4. SIMPLIFY by solving for t

• Add 3 to both sides: \(\mathrm{t = 8 + 3 = 11}\)

5. Verify the answer

• Check:
  \(\mathrm{g(11) = \frac{5}{4}(11 - 3)}\)
  \(\mathrm{= \frac{5}{4}(8)}\)
  \(\mathrm{= 10}\) ✓

Answer: C) 11

Why Students Usually Falter on This Problem

Most Common Error Path:

Weak TRANSLATE skill: Students may misinterpret the function notation or set up the wrong equation. Some students might try to substitute the answer choices back into the original function rather than setting \(\mathrm{g(t) = 10}\) first. Others might confuse the setup and write something like "\(\mathrm{t = \frac{5}{4}(10 - 3)}\)" instead of "\(\mathrm{\frac{5}{4}(t - 3) = 10}\)."

This leads to confusion and random guessing among the answer choices.

Second Most Common Error:

Poor SIMPLIFY execution: Students correctly set up \(\mathrm{\frac{5}{4}(t - 3) = 10}\) but make arithmetic errors when multiplying by the reciprocal. A common mistake is calculating \(\mathrm{10 \times \frac{4}{5}}\) incorrectly, perhaps getting \(\mathrm{10 \times 4 \div 5 = 40 \div 5 = 8}\) wrong, or forgetting to add 3 at the end.

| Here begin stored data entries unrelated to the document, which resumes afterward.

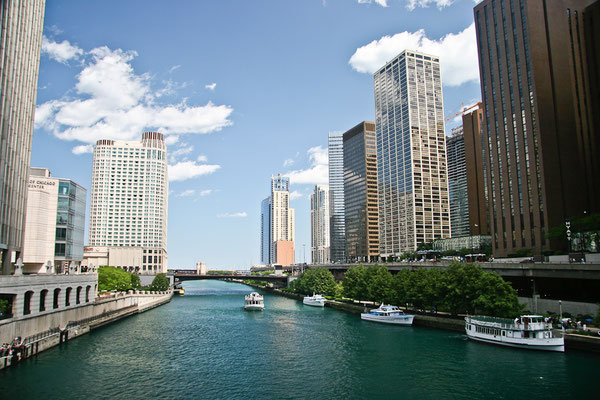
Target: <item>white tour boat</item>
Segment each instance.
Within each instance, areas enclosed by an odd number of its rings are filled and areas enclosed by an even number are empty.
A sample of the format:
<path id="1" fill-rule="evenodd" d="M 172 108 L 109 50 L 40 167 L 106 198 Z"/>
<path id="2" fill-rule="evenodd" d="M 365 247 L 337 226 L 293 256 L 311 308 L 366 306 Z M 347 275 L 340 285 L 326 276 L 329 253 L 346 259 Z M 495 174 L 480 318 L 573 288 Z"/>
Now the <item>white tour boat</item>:
<path id="1" fill-rule="evenodd" d="M 252 292 L 245 297 L 244 309 L 246 310 L 264 310 L 265 309 L 265 299 L 263 296 L 256 292 Z"/>
<path id="2" fill-rule="evenodd" d="M 412 325 L 414 315 L 404 314 L 404 311 L 396 306 L 381 304 L 368 313 L 360 314 L 360 319 L 374 322 L 384 322 L 386 324 Z"/>
<path id="3" fill-rule="evenodd" d="M 312 296 L 306 296 L 302 299 L 302 303 L 307 306 L 325 307 L 325 297 L 320 294 L 314 294 Z"/>
<path id="4" fill-rule="evenodd" d="M 565 340 L 555 337 L 552 324 L 540 315 L 523 315 L 514 320 L 494 317 L 465 317 L 469 339 L 523 349 L 565 351 Z"/>

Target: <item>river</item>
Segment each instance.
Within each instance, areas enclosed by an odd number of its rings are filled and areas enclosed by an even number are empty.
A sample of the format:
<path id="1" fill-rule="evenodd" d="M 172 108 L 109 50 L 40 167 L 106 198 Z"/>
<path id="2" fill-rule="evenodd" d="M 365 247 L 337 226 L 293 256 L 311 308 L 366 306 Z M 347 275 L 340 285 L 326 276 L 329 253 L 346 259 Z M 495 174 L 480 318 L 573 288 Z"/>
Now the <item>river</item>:
<path id="1" fill-rule="evenodd" d="M 0 371 L 2 399 L 554 399 L 598 394 L 600 357 L 466 340 L 265 294 L 185 283 L 184 297 Z"/>

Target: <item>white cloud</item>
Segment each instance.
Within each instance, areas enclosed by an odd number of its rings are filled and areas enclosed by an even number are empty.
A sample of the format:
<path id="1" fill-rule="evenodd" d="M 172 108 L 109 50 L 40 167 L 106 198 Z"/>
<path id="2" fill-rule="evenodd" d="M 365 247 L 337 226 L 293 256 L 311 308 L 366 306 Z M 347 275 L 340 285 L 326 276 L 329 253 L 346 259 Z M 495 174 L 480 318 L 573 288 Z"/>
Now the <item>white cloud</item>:
<path id="1" fill-rule="evenodd" d="M 358 48 L 348 63 L 358 72 L 372 74 L 406 49 L 439 56 L 444 85 L 479 82 L 475 24 L 438 40 L 429 39 L 423 29 L 384 36 Z"/>
<path id="2" fill-rule="evenodd" d="M 211 194 L 213 192 L 212 189 L 205 189 L 200 191 L 200 193 L 198 193 L 200 196 L 208 196 L 209 194 Z"/>
<path id="3" fill-rule="evenodd" d="M 169 162 L 171 164 L 175 164 L 180 157 L 184 157 L 194 151 L 194 146 L 187 145 L 186 143 L 182 143 L 181 146 L 177 150 L 169 151 Z"/>
<path id="4" fill-rule="evenodd" d="M 307 151 L 310 167 L 303 170 L 290 171 L 289 176 L 292 184 L 317 184 L 329 182 L 329 155 L 327 148 L 321 146 L 311 147 Z"/>
<path id="5" fill-rule="evenodd" d="M 358 0 L 358 2 L 360 4 L 371 4 L 371 3 L 376 3 L 379 4 L 382 7 L 387 7 L 387 0 Z"/>
<path id="6" fill-rule="evenodd" d="M 294 165 L 294 159 L 293 158 L 288 158 L 287 160 L 285 160 L 283 162 L 283 166 L 284 167 L 291 167 L 292 165 Z"/>
<path id="7" fill-rule="evenodd" d="M 296 200 L 302 197 L 304 197 L 304 195 L 297 190 L 294 190 L 292 193 L 290 193 L 290 200 Z"/>
<path id="8" fill-rule="evenodd" d="M 169 135 L 169 136 L 165 137 L 165 144 L 167 146 L 172 146 L 177 142 L 179 142 L 179 136 L 177 136 L 177 135 Z"/>
<path id="9" fill-rule="evenodd" d="M 94 146 L 92 146 L 91 144 L 82 144 L 79 146 L 75 146 L 73 147 L 73 149 L 71 149 L 71 152 L 73 154 L 86 154 L 86 153 L 93 153 L 94 152 Z"/>
<path id="10" fill-rule="evenodd" d="M 168 135 L 207 134 L 232 125 L 233 109 L 211 102 L 204 106 L 159 105 L 165 89 L 155 90 L 149 74 L 137 74 L 131 62 L 135 51 L 98 47 L 87 53 L 77 75 L 74 98 L 65 95 L 40 104 L 36 127 L 62 140 L 93 144 L 98 139 L 136 140 L 145 130 Z M 171 139 L 170 144 L 177 139 Z"/>
<path id="11" fill-rule="evenodd" d="M 245 218 L 248 214 L 245 211 L 237 212 L 237 213 L 223 213 L 217 214 L 217 218 Z"/>
<path id="12" fill-rule="evenodd" d="M 217 87 L 217 84 L 216 83 L 211 83 L 210 85 L 205 85 L 204 87 L 207 88 L 208 90 L 214 91 L 215 88 Z"/>
<path id="13" fill-rule="evenodd" d="M 189 197 L 189 196 L 193 195 L 194 193 L 196 193 L 196 191 L 194 189 L 188 189 L 188 190 L 184 190 L 183 192 L 179 193 L 177 195 L 177 197 Z"/>
<path id="14" fill-rule="evenodd" d="M 44 36 L 42 38 L 42 53 L 48 54 L 48 57 L 59 63 L 66 64 L 69 60 L 78 59 L 83 54 L 83 50 L 71 45 L 68 40 L 58 43 Z"/>
<path id="15" fill-rule="evenodd" d="M 198 162 L 207 162 L 208 161 L 208 157 L 206 157 L 204 154 L 200 154 L 198 156 L 198 158 L 196 159 L 196 161 L 198 161 Z"/>
<path id="16" fill-rule="evenodd" d="M 429 5 L 435 5 L 440 10 L 454 3 L 454 0 L 407 0 L 406 8 L 414 10 L 417 7 L 427 8 Z"/>
<path id="17" fill-rule="evenodd" d="M 172 73 L 173 71 L 175 71 L 176 69 L 181 68 L 181 65 L 173 65 L 170 69 L 169 69 L 169 73 Z"/>
<path id="18" fill-rule="evenodd" d="M 202 175 L 213 174 L 220 165 L 197 164 L 194 161 L 182 161 L 169 165 L 169 182 L 185 181 Z"/>

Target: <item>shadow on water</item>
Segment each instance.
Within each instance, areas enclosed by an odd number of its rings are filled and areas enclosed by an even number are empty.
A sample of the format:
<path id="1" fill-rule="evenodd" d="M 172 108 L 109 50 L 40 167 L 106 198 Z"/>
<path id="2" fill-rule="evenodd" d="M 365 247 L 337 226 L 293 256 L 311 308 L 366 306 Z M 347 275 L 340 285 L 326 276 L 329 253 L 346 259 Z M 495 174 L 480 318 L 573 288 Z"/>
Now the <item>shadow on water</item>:
<path id="1" fill-rule="evenodd" d="M 519 351 L 361 321 L 220 281 L 0 371 L 2 399 L 591 397 L 596 356 Z M 568 391 L 566 388 L 569 388 Z"/>

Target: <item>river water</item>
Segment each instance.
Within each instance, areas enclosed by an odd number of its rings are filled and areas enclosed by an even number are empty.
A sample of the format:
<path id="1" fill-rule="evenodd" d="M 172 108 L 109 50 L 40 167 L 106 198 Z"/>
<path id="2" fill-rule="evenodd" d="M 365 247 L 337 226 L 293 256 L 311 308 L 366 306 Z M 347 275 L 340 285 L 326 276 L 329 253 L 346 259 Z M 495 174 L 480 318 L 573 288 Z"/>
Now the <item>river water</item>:
<path id="1" fill-rule="evenodd" d="M 0 371 L 1 399 L 597 398 L 600 357 L 474 343 L 265 294 L 186 295 Z"/>

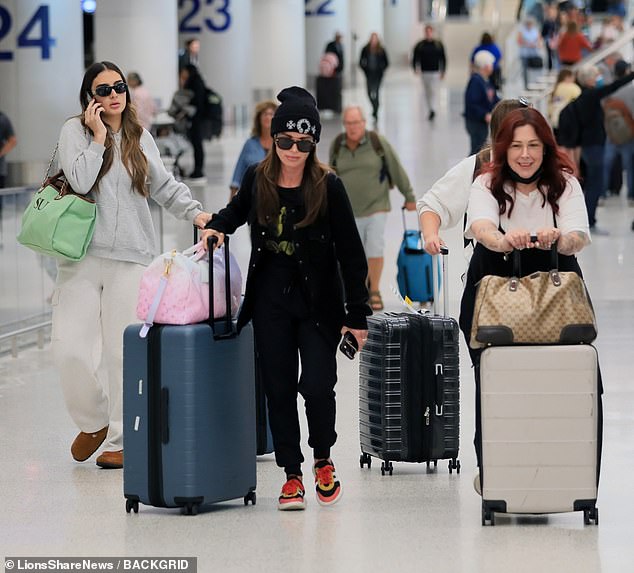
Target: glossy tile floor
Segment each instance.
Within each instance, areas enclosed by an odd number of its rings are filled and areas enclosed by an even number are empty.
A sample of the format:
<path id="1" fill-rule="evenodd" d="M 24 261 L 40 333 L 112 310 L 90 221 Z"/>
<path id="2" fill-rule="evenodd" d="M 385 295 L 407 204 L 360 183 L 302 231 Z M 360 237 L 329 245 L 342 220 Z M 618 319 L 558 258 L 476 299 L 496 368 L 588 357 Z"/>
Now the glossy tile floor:
<path id="1" fill-rule="evenodd" d="M 364 86 L 346 90 L 345 103 L 367 105 Z M 509 95 L 513 95 L 509 93 Z M 427 121 L 419 80 L 393 71 L 384 86 L 379 129 L 398 150 L 417 195 L 468 150 L 461 93 L 443 92 L 434 123 Z M 327 157 L 339 119 L 324 120 L 319 154 Z M 227 128 L 209 144 L 209 182 L 194 188 L 206 207 L 221 207 L 246 129 Z M 382 291 L 388 309 L 401 236 L 393 191 Z M 272 456 L 258 460 L 257 505 L 219 504 L 197 517 L 142 506 L 127 515 L 122 473 L 104 471 L 94 458 L 83 464 L 69 452 L 75 428 L 65 412 L 48 350 L 26 350 L 0 359 L 0 556 L 197 556 L 199 571 L 502 571 L 615 573 L 634 569 L 634 209 L 610 198 L 599 210 L 596 237 L 581 257 L 597 310 L 597 347 L 605 384 L 604 455 L 599 490 L 600 525 L 584 526 L 581 513 L 503 516 L 480 524 L 473 490 L 473 376 L 462 348 L 462 473 L 424 465 L 395 464 L 382 477 L 379 463 L 359 467 L 358 363 L 340 359 L 338 433 L 333 457 L 345 487 L 342 501 L 320 507 L 308 495 L 304 512 L 277 511 L 282 472 Z M 415 225 L 411 216 L 410 225 Z M 165 219 L 165 247 L 185 247 L 187 225 Z M 450 313 L 457 316 L 465 268 L 459 230 L 446 235 L 451 248 Z M 234 250 L 245 268 L 249 242 L 237 233 Z M 303 410 L 303 408 L 301 408 Z M 305 428 L 305 425 L 304 425 Z M 308 447 L 304 447 L 309 453 Z M 219 479 L 222 460 L 218 460 Z M 310 473 L 308 464 L 304 467 Z"/>

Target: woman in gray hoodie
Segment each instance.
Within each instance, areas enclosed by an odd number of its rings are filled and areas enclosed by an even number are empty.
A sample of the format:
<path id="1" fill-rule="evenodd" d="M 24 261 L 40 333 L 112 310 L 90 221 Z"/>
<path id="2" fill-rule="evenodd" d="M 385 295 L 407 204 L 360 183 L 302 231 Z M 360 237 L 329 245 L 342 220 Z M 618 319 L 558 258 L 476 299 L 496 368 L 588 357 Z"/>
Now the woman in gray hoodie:
<path id="1" fill-rule="evenodd" d="M 165 170 L 152 136 L 130 105 L 123 72 L 98 62 L 84 74 L 82 113 L 59 137 L 59 162 L 73 190 L 97 203 L 86 257 L 58 262 L 52 345 L 68 412 L 80 432 L 76 461 L 123 467 L 123 330 L 136 320 L 139 281 L 156 255 L 148 197 L 204 227 L 211 218 Z"/>

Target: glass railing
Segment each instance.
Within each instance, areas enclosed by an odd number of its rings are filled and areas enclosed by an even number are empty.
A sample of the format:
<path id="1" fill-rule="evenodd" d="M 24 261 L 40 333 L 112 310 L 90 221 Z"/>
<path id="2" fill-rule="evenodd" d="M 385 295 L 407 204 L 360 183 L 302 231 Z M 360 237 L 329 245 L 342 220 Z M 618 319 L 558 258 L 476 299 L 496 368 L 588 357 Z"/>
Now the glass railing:
<path id="1" fill-rule="evenodd" d="M 0 189 L 0 353 L 43 343 L 50 326 L 56 266 L 16 241 L 22 213 L 35 190 Z"/>
<path id="2" fill-rule="evenodd" d="M 21 348 L 42 347 L 50 339 L 57 264 L 16 240 L 22 213 L 34 192 L 32 187 L 0 189 L 0 355 L 16 356 Z M 153 201 L 150 211 L 162 252 L 166 232 L 173 242 L 172 231 L 164 230 L 163 210 Z"/>

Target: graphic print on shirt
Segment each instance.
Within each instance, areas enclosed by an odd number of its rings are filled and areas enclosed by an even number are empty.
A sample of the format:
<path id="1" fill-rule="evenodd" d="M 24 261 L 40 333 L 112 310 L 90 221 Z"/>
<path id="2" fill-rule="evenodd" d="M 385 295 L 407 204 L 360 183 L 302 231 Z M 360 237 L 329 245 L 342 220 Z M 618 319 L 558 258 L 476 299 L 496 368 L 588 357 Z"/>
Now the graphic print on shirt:
<path id="1" fill-rule="evenodd" d="M 295 252 L 295 245 L 291 240 L 285 206 L 280 209 L 280 213 L 277 216 L 275 236 L 277 237 L 277 240 L 269 239 L 268 241 L 266 241 L 266 248 L 276 255 L 291 256 Z"/>

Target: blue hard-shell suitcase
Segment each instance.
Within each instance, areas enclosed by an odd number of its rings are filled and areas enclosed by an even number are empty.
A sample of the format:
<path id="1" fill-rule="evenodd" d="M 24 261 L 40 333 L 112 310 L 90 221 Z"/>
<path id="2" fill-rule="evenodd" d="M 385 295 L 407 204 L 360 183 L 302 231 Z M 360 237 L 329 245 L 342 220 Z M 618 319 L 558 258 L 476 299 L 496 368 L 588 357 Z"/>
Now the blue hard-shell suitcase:
<path id="1" fill-rule="evenodd" d="M 225 256 L 228 282 L 228 249 Z M 213 300 L 210 293 L 211 316 Z M 140 328 L 129 326 L 123 339 L 126 511 L 136 513 L 143 503 L 191 515 L 230 499 L 255 504 L 251 327 L 236 336 L 227 316 L 213 324 L 156 325 L 147 338 Z"/>

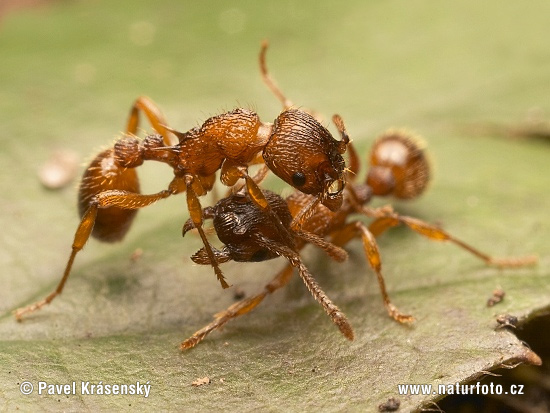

This may lead them to select Choice A (5) if they get \(\mathrm{t - 3 = 2}\), or other incorrect choices based on their calculation errors.

The Bottom Line:

This problem tests whether students can translate a function equation setup and execute multi-step algebraic manipulation accurately. The key insight is recognizing that "g(t) equals 10" means you substitute the function expression for g(t) and set it equal to 10.